Comparative example 1
Example 1 was followed except that no sonomorphic material PNIPAm was added to obtain ultrasound contrast agent composition ID1 and ultrasound contrast agent IID 1.
Comparative example 2
Sononov ultrasound contrast agent (manufacturer brachco Imaging b.v.) was purchased and designated as ultrasound contrast agent IID 2.
Comparative example 3
With reference to example 1, except that the amount of PNIPAm added was changed to 20mg, ultrasound contrast agent composition ID3 and ultrasound contrast agent IID3 were obtained.
Test example
The obtained ultrasound contrast agents II 1-II 26 and IID 1-IID 3 were respectively tested as follows:
(1) stability test
The stability of ultrasound contrast agents in vivo is reflected by the half-life of the ultrasound contrast agent, the longer the half-life, the higher the stability. The specific test method comprises (with rabbit as object):
under the real-time ultrasonic imaging record, after the ultrasonic contrast agent is injected, a section of blood vessel region in the ultrasonic image is randomly selected, the change of the average gray value in the region is recorded, the time point when the maximum value A of the gray value is reached is recorded as t1, the time point when the gray value is reduced to 50% of the A is recorded as t2, and then the half-life period of the microbubble is | t1-t2 |. Note: the concentration and dosage of the ultrasonic contrast agent are ensured to be the same for each injection.
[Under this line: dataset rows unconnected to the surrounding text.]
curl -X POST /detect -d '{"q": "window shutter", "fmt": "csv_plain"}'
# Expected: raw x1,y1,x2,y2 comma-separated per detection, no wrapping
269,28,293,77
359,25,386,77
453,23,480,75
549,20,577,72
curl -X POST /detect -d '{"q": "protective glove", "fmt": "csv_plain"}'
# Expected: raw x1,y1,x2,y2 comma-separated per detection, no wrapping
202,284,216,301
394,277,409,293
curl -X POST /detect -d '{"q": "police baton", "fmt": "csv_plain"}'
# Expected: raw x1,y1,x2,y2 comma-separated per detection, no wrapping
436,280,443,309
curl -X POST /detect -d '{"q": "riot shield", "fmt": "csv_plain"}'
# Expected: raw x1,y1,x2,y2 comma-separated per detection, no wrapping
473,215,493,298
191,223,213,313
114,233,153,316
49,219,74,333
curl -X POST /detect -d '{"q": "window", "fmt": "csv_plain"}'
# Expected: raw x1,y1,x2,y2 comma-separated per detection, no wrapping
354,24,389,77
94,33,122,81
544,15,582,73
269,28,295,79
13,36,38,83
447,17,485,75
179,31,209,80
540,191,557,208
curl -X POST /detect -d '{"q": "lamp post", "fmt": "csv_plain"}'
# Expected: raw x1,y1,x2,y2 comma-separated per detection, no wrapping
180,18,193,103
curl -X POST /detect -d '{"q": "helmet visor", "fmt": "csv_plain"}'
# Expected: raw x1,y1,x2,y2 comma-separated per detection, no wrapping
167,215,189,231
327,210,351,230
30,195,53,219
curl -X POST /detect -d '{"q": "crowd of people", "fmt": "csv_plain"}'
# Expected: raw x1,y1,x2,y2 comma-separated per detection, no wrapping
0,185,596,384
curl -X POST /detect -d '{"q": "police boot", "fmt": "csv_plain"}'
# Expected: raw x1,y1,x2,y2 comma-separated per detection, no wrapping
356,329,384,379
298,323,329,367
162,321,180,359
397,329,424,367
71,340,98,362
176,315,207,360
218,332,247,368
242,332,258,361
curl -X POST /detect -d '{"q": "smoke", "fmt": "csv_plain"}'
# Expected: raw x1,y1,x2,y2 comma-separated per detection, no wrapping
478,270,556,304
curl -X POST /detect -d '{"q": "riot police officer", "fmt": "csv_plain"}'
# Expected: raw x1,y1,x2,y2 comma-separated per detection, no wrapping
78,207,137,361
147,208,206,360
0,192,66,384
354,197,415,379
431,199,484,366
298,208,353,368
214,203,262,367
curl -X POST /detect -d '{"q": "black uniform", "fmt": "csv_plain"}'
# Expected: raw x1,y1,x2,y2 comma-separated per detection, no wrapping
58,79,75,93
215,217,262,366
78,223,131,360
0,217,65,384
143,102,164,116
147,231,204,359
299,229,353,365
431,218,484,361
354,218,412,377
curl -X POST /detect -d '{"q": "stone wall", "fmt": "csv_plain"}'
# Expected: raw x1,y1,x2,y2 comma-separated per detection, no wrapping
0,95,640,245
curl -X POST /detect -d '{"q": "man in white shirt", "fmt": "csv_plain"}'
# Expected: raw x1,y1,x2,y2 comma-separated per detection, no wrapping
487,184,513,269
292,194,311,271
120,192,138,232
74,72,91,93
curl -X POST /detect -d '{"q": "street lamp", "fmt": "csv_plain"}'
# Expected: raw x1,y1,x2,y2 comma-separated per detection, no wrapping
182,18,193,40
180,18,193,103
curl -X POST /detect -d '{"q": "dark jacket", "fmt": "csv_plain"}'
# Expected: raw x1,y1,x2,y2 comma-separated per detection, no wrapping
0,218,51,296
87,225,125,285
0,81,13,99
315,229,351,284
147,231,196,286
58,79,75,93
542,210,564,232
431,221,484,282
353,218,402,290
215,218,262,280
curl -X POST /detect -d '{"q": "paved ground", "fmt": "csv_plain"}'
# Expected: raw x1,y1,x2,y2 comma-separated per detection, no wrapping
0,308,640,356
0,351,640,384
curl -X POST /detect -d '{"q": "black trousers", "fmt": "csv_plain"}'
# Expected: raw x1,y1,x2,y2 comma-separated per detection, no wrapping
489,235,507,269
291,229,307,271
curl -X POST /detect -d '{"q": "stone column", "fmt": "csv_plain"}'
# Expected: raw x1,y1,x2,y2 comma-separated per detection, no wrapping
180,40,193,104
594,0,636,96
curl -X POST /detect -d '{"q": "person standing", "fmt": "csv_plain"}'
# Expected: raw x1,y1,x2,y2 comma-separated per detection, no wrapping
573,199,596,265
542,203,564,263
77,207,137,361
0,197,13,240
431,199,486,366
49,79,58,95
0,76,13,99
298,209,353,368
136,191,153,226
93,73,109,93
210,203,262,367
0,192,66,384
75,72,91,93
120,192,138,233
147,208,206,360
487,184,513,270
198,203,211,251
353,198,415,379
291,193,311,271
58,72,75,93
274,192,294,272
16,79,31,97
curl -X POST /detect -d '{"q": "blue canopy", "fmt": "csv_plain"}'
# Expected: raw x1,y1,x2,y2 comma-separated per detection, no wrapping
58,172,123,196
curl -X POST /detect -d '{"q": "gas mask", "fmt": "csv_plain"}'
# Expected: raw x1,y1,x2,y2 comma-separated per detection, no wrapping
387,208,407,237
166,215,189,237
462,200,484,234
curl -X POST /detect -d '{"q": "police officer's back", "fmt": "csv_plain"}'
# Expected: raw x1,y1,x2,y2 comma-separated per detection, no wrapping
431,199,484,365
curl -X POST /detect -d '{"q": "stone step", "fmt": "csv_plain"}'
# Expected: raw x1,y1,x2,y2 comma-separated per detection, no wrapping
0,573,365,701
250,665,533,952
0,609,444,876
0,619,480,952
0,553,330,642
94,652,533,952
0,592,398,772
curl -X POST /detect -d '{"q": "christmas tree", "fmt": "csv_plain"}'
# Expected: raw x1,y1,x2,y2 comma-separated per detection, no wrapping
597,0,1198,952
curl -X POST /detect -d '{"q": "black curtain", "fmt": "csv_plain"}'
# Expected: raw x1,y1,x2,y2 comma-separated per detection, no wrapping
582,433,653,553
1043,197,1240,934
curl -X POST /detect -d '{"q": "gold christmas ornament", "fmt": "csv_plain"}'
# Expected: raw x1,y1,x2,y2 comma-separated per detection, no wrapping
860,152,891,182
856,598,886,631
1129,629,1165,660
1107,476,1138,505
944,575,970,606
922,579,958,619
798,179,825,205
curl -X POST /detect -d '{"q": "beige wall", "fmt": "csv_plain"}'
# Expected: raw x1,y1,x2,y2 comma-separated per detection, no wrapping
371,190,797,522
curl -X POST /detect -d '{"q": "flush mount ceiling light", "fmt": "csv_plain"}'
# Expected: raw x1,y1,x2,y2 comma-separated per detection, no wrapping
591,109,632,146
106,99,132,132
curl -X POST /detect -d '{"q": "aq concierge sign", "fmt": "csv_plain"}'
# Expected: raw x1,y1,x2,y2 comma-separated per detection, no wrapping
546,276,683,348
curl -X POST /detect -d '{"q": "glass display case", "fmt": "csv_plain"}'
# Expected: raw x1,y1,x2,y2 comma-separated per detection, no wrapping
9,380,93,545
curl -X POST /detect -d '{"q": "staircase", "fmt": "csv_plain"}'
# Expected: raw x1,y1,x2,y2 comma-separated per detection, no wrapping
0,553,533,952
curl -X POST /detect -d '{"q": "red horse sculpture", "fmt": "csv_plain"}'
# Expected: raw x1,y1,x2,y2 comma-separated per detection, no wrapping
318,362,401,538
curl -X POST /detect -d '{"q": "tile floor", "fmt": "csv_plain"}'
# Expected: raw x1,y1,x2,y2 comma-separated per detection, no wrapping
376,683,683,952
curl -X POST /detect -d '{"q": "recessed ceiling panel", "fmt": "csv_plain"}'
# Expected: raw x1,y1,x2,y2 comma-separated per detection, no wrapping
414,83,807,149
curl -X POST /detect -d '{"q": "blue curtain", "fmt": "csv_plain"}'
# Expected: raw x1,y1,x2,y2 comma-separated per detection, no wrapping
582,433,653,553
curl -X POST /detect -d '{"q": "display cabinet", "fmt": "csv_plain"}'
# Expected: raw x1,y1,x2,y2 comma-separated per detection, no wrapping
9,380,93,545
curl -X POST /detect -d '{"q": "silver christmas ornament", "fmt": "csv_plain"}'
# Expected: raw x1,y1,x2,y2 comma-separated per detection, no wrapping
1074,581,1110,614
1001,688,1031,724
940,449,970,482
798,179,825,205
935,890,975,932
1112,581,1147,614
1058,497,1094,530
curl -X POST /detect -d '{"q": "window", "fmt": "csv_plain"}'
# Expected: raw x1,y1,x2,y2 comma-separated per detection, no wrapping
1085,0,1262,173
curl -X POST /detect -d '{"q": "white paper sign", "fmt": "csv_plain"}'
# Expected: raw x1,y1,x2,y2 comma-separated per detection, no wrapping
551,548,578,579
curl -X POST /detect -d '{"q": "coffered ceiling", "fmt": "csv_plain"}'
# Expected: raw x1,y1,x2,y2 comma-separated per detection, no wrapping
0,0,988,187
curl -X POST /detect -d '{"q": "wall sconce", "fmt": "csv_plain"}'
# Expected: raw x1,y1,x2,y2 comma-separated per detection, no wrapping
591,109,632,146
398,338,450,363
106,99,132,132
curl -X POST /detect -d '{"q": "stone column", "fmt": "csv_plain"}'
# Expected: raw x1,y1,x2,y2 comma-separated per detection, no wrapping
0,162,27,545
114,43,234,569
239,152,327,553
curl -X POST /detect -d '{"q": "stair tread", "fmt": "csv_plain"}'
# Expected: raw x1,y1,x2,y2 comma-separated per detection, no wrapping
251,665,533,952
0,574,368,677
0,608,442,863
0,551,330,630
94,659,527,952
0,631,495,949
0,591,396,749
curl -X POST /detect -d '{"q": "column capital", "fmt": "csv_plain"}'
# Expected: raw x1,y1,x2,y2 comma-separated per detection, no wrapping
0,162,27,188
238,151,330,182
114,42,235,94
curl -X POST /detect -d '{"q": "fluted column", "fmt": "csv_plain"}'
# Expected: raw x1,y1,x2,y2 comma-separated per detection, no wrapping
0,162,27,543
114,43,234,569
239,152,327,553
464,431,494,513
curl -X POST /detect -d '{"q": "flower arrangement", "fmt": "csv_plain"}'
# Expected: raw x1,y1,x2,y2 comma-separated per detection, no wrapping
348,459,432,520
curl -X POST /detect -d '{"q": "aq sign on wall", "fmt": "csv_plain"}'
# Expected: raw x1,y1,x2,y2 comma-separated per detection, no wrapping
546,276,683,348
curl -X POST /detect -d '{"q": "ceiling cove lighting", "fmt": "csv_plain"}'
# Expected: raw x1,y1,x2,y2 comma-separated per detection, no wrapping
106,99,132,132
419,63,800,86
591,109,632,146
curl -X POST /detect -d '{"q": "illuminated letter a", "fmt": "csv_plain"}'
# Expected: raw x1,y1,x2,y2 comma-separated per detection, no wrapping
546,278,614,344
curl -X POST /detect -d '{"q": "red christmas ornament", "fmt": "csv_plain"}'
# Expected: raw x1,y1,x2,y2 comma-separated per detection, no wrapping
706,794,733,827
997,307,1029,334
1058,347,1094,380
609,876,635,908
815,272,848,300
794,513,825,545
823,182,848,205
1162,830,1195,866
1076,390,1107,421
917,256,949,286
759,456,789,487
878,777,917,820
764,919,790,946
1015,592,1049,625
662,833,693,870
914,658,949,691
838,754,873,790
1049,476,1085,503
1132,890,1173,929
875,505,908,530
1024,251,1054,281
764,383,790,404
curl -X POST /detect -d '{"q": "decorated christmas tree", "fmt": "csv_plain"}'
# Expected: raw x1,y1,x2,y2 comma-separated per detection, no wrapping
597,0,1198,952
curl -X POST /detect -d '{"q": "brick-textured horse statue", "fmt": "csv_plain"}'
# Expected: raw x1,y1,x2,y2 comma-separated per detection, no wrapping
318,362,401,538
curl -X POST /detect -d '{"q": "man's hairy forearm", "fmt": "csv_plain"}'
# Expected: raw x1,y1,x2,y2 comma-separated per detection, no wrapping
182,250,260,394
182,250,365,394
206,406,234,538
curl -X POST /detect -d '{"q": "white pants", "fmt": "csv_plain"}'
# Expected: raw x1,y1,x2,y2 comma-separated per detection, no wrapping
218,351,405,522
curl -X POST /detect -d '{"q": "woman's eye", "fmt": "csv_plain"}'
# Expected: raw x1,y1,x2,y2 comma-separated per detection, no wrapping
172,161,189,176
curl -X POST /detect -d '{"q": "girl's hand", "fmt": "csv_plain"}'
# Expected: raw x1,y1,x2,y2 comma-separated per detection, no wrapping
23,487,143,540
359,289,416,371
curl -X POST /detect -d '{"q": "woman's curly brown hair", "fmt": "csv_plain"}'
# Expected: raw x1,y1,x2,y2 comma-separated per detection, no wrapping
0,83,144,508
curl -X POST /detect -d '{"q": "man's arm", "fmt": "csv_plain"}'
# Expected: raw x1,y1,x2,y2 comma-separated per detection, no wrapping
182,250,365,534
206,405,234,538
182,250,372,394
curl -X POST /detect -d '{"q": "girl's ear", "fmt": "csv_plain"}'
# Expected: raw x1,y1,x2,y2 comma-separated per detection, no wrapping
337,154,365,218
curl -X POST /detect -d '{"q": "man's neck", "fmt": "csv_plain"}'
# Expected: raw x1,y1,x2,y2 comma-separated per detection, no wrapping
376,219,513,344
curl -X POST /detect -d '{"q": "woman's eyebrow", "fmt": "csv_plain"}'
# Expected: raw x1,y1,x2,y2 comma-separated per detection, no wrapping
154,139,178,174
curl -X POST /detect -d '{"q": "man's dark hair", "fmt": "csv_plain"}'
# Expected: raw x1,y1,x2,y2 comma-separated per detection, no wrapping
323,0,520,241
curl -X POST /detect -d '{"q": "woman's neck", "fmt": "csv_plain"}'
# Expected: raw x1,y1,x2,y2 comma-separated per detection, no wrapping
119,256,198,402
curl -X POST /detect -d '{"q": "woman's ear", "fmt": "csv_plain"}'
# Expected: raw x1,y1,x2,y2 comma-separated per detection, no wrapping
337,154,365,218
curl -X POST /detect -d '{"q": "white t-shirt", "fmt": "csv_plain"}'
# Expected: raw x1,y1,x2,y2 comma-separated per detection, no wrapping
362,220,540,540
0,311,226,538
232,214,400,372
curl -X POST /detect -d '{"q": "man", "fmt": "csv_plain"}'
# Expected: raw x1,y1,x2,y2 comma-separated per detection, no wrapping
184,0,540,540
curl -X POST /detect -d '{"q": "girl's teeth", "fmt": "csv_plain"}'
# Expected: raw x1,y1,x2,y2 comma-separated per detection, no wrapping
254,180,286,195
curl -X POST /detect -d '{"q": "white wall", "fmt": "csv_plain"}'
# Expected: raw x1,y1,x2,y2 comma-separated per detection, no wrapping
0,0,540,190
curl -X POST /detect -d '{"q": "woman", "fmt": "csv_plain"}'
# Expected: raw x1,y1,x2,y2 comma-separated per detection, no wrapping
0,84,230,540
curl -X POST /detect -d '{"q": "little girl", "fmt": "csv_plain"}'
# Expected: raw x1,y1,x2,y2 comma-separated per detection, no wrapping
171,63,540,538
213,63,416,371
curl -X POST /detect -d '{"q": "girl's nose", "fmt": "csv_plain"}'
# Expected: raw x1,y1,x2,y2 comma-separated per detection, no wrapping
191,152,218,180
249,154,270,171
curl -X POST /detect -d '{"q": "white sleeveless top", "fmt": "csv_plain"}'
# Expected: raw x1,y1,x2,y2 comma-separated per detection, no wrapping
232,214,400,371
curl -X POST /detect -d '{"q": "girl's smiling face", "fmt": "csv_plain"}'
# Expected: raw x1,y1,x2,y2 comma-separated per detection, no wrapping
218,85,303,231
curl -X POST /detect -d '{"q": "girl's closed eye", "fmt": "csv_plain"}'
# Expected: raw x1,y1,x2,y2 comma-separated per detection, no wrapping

The half-life results measured for the ultrasound contrast agents of the examples and comparative examples are shown in table 1, respectively.
(2) Mechanical index test
The in-vitro enrichment blasting experiment is carried out, and the specific test method comprises the following steps:
respectively injecting the same concentration (10) into a cellulose hose (with an inner diameter of 1mm) with a NdFeB magnet placed on one side 6 counts/mL) of the ultrasound contrast agents of the examples and comparative examples, and an in vitro burst experiment of the ultrasound contrast agents was performed at a physiological flow rate (100 mL/h). The ultrasonic imaging/blasting probe uses a 196-element linear array probe with a frequency bandwidth of 8MHz, in each example, the frequency is set to the characteristic response frequency of the corresponding acoustic deformation material (the frequency of IID1 and IID2 is set to be the same as II 1), the mechanical index of the ultrasonic wave emitted by the ultrasonic probe can be controlled by controlling the excitation pulse voltage of the ultrasonic probe (the control range is MI is 0.3-1.9, the step is 0.1), the blasting conditions of the microbubbles under different mechanical indexes are observed, and the mechanical indexes (the blasting rate is | before blasting-after blasting |/before blasting |/100%) when the blasting rates corresponding to the ultrasonic contrast agents of each example and comparative example are respectively greater than 90% are recorded, and the results are recorded in table 1.
TABLE 1
As can be seen from the above test results, the ultrasound contrast agent composition and the ultrasound contrast agent of the present invention have a higher stability and a lower mechanical index that can be compatible with each other, relative to the comparative examples, thereby making it possible for the ultrasound contrast agent of the present invention to function as both a contrast agent and a drug delivery agent.
The preferred embodiments of the present invention have been described above in detail, but the present invention is not limited thereto. Within the scope of the technical idea of the invention, many simple modifications can be made to the technical solution of the invention, including combinations of various technical features in any other suitable way, and these simple modifications and combinations should also be regarded as the disclosure of the invention, and all fall within the scope of the invention.